= Christine Jacobs-Wagner =

American molecular biologist

Christine Jacobs-Wagner is an American microbial molecular biologist. She is the Dennis Cunningham Professor of Biology and Microbiology and Immunology at Stanford University. Jacobs-Wagner's research has shown that bacterial cells have a great deal of substructure, including analogs of microfilaments, and that proteins are directed by regulatory processes to locate to specific places within the bacterial cell. She was elected to the National Academy of Sciences in 2015 and has received a number of scientific awards.

== Early life and education ==
Christine Jacobs-Wagner grew up in Belgium in a town near Liege. She thought of becoming a cyclist or a badminton Olympian, but was undecided about a career through high school. Jacobs-Wagner received her BS degree in biochemistry from the University of Liege; she also received her MS in 1991 and her PhD in 1996 from the University of Liege in the field of biochemistry. She subsequently worked with Lucy Shapiro at Stanford Medical School on a fellowship from the European Molecular Biology Organization, where she studied Caulobacter, a bacterium with a flagellum on one end and a stalk on the other end, beginning her fascination with how bacterial cells can become asymmetrical. From 2004 to 2019, she taught and conducted research as a professor at Yale University.

== Academic career ==
As of 2025, Jacobs-Wagner is the Dennis Cunningham Professor of Biology and Microbiology and Immunology at Stanford University.

== Research ==
Christine Jacobs-Wagner's major breakthrough has been the discovery bacterial cells, such as those from Caulobacter, Escherichia coli, and Borrelia, program the locations of their protein components via their regulatory systems. She also discovered the protein crescentin, which forms bacterial intermediate filaments, structures once thought to occur only in eukaryotic cells. The current focus of her laboratory's work is to discover regulation of the times and places for critical components of the DNA replication and cell division processes so that proliferation control can be understood.

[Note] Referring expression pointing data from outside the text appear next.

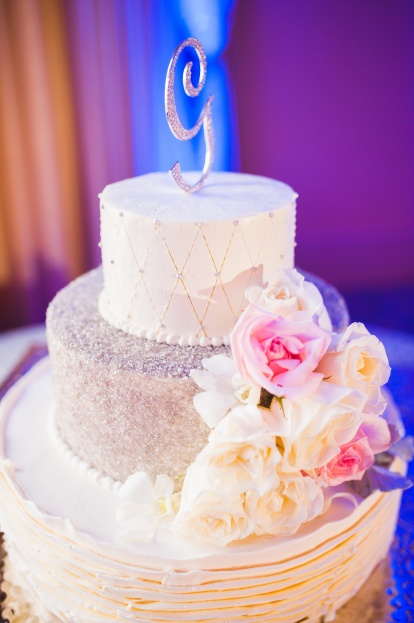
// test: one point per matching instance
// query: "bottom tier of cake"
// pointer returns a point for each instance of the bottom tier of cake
(59, 519)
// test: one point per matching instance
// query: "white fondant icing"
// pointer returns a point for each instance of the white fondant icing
(177, 265)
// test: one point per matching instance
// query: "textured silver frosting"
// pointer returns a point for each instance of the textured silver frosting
(123, 403)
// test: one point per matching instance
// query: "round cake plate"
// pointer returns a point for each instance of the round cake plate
(387, 596)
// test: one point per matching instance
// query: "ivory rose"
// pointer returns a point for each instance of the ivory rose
(288, 292)
(316, 427)
(143, 506)
(207, 515)
(356, 456)
(278, 354)
(296, 500)
(224, 389)
(358, 360)
(241, 453)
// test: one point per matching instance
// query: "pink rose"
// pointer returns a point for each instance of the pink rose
(356, 456)
(278, 354)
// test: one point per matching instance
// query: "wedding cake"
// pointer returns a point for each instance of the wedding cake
(209, 439)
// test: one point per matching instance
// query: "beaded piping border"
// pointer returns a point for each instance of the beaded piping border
(159, 336)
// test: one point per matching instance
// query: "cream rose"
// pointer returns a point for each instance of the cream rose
(224, 389)
(143, 506)
(241, 453)
(281, 511)
(358, 360)
(357, 455)
(315, 428)
(208, 516)
(288, 292)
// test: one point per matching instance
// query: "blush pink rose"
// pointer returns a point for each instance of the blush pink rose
(279, 354)
(356, 456)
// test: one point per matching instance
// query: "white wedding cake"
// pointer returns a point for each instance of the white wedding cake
(209, 439)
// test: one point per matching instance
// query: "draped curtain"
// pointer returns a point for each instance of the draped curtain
(81, 106)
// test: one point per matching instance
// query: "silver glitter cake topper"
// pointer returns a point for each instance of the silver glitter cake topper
(205, 118)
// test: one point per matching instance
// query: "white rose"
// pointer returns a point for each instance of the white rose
(224, 389)
(283, 510)
(206, 515)
(358, 360)
(241, 453)
(143, 506)
(288, 293)
(316, 426)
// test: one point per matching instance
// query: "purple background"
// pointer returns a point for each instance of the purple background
(325, 99)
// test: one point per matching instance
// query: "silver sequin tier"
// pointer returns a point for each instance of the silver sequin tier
(123, 403)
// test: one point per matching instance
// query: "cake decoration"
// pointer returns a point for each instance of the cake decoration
(268, 470)
(205, 118)
(126, 493)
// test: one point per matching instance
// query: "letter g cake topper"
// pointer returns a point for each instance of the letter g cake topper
(205, 118)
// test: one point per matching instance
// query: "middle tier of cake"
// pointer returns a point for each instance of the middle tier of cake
(125, 404)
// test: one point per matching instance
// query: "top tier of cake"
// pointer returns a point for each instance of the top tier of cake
(177, 265)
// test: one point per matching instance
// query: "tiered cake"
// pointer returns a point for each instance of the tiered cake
(130, 495)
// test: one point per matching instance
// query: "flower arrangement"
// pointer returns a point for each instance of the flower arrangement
(296, 410)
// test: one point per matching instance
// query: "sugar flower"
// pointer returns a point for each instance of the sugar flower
(277, 354)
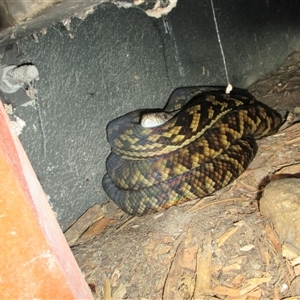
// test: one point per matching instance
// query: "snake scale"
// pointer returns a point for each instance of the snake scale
(207, 143)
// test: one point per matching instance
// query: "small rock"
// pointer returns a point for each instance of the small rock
(92, 215)
(281, 204)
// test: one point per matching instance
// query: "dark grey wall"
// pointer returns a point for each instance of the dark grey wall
(118, 60)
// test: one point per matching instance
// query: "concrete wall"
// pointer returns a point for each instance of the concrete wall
(117, 60)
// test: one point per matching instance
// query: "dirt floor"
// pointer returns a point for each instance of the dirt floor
(219, 247)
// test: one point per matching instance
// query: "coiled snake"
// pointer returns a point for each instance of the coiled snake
(208, 141)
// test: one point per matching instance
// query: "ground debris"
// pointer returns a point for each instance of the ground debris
(220, 247)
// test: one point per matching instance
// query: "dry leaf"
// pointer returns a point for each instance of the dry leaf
(224, 290)
(203, 285)
(224, 237)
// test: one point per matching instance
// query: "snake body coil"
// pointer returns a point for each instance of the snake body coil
(207, 144)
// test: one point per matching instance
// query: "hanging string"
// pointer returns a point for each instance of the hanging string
(229, 86)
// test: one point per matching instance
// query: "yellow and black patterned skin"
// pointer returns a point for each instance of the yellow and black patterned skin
(207, 144)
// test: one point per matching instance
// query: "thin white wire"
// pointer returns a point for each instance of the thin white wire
(229, 86)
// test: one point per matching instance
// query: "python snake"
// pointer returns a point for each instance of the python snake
(208, 142)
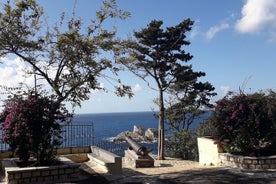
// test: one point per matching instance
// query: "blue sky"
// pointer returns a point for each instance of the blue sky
(234, 42)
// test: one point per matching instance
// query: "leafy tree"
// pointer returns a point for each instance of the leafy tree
(189, 101)
(158, 57)
(67, 55)
(31, 126)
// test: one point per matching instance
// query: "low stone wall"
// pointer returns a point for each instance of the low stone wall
(67, 171)
(245, 162)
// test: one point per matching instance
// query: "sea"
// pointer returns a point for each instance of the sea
(108, 125)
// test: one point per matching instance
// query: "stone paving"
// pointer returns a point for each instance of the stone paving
(174, 171)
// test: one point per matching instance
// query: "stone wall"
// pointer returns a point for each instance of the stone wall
(248, 162)
(67, 171)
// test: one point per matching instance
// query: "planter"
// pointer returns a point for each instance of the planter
(67, 171)
(208, 151)
(246, 162)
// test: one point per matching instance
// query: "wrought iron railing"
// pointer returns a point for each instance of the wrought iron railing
(74, 135)
(81, 135)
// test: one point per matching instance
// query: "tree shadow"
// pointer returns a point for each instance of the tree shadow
(206, 176)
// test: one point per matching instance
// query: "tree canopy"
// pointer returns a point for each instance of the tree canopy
(68, 55)
(158, 55)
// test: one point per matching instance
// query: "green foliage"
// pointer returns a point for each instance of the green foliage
(158, 54)
(182, 144)
(246, 123)
(30, 125)
(68, 56)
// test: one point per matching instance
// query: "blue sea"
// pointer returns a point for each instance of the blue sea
(109, 125)
(106, 126)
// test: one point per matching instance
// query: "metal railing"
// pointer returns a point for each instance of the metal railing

== Awards and recognition ==
- National Academy of Sciences (2015)
- Eli Lilly Award American Society of Microbiology (2011)
- WALS lecture National Institute of Health (2009)
- Elizabeth McCoy Lecture
- Finalist, Blatvanik Award for Young Scientists New York Academy of Sciences (2008)
- Women in Cell Biology WICB Junior and Senior Award by American Society of Cell Biology (2007)
- Pew Scholarship Award in the Biomedical Sciences PEW Charitable Trust (2003)
- Grand Prize Winner of the Young Scientist Award GE & Science (1997)

== Selected works ==
- MT Cabeen, C Jacobs-Wagner 2005 “Bacterial Cell Shape” Nature Reviews Microbiology 3 (8):601-610.
- O. Sliusarenko, J Heinritz, T Emonet, and C Jacobs-Wagner 2011 “High-throughput, suppixel precision analysis of bacterial morphogenesis and spatio-temporal dynamics.” Molecular Microbiology 80 (3):612-627.
- N Ausmees, JR Kuhn, and C Jacobs-Wagner (2003) “The bacterial cytoskeleton: an intermediate filament-like function in cell shape“ Cell 115 (6): 705-713.
- PM Llopis, AF Jackson, O Sliusarenko, I Surovtsev, J Heinritz, T Emonet...C Jacobs-Wagner (2010) “Spatial organization of the flow of genetic information in bacteria“ Nature 466 (7302):77-81.
- G Laloux and C Jacobs-Wagner (2014) “How do bacteria localize proteins to the cell pole? J Cell Science 127: 11-19. doi:10.1242/jcs.138328
- M Cabeen and C Jacobs-Wagner (2010) “The bacterial cytoskeleton” Annu Rev Genetics 44: 365-382.